🦠 Biological Control
Biological Control.
Biological control uses living antagonists to suppress plant-parasitic nematodes and reduce dependence on chemicals. This lesson covers major biological agents and places them in broader management context.
Biological Control Concepts
Biological control relies on predators, parasites, and antagonistic microbes that attack nematodes or disrupt their life cycle.
Successful use depends on ecological compatibility, inoculum establishment, and integration with cultural practices.
Predacious and Parasitic Fungi
Predacious fungi can capture nematodes using trapping structures, while other fungi infect eggs or females. These interactions reduce survival and reproductive potential in soil.
Field performance varies with soil conditions, host crop, and moisture regime.
Chemical Control: Context and Limits
Nematicides can provide rapid suppression but involve cost, safety, and environmental constraints. Their role is usually optimized when combined with biological and cultural methods.
Resistant Varieties and Integration
Host resistance is a practical long-term tool and complements both biocontrol and cultural measures.

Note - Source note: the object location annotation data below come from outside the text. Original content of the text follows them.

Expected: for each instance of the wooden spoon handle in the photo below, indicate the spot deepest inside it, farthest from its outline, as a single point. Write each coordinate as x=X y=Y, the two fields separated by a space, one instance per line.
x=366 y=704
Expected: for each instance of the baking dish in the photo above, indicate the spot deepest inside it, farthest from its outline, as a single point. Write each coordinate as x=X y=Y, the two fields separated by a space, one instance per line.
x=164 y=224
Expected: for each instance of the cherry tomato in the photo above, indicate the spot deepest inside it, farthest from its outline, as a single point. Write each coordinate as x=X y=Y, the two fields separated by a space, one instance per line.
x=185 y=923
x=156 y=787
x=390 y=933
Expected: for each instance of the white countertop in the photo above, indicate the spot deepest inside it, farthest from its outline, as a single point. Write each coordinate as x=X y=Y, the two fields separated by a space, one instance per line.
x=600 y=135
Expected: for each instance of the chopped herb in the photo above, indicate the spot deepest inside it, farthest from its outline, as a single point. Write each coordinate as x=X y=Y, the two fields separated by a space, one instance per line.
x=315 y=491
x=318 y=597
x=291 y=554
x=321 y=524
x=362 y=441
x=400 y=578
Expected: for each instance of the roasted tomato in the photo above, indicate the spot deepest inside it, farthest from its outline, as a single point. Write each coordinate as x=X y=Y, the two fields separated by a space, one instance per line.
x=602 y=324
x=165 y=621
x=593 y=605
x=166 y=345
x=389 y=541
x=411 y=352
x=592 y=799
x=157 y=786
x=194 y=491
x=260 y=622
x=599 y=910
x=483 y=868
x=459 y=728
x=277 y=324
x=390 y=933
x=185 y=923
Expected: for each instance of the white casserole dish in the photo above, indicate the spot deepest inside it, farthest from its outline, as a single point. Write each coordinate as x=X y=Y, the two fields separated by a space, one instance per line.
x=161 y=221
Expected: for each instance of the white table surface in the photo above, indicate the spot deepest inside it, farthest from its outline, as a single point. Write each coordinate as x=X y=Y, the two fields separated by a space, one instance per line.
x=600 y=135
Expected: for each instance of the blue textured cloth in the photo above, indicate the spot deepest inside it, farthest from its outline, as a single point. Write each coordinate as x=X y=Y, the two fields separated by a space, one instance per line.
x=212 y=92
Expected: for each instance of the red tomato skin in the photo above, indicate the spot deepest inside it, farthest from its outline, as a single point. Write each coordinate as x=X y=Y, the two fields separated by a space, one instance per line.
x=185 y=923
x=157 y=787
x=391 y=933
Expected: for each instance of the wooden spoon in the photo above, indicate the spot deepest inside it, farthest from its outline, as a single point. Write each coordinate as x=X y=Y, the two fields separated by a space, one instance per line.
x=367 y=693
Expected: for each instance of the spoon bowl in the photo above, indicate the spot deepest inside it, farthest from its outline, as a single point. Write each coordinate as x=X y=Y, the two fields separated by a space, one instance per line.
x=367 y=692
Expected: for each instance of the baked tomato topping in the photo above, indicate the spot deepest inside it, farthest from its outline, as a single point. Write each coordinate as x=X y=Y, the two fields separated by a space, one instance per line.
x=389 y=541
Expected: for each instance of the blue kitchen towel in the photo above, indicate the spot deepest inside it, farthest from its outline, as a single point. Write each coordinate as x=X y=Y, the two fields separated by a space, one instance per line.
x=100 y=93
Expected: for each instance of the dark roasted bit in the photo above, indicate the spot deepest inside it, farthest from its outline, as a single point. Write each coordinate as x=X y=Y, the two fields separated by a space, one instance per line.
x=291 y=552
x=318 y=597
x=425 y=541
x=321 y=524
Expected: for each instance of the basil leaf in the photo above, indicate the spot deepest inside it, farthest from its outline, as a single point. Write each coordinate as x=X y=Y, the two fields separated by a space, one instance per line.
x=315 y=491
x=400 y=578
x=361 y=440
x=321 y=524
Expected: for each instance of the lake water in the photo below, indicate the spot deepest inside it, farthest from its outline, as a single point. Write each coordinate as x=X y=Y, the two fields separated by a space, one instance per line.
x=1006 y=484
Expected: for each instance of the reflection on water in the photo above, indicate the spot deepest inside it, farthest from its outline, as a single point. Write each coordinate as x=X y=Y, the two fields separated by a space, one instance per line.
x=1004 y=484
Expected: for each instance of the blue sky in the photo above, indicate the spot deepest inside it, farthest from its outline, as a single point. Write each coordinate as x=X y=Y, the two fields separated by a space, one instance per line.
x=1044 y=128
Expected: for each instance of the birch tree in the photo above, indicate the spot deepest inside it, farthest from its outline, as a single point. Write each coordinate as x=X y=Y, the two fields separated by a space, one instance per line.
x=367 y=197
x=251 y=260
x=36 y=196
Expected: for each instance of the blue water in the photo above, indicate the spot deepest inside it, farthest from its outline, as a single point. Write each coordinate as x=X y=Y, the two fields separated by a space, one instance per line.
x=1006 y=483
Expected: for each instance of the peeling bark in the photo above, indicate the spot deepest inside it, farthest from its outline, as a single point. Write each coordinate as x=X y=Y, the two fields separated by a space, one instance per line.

Integrated use improves stability and helps avoid over-reliance on any single tactic.
Summary Cheat Sheet
| Topic | Key Point |
|---|---|
| Biocontrol basis | Use antagonists against nematodes |
| Key agents | Predacious and parasitic fungi among major options |
| Field variability | Strongly influenced by environment and management |
| Chemical role | Useful but should be integrated, not isolated |
| Resistance role | Durable pillar in integrated programs |
Exam focus: mechanism of fungal biocontrol and integration with chemical and resistance strategies.
References
1 source • [1]
References
Biological control of plant parasitic nematodes notes (PATH172)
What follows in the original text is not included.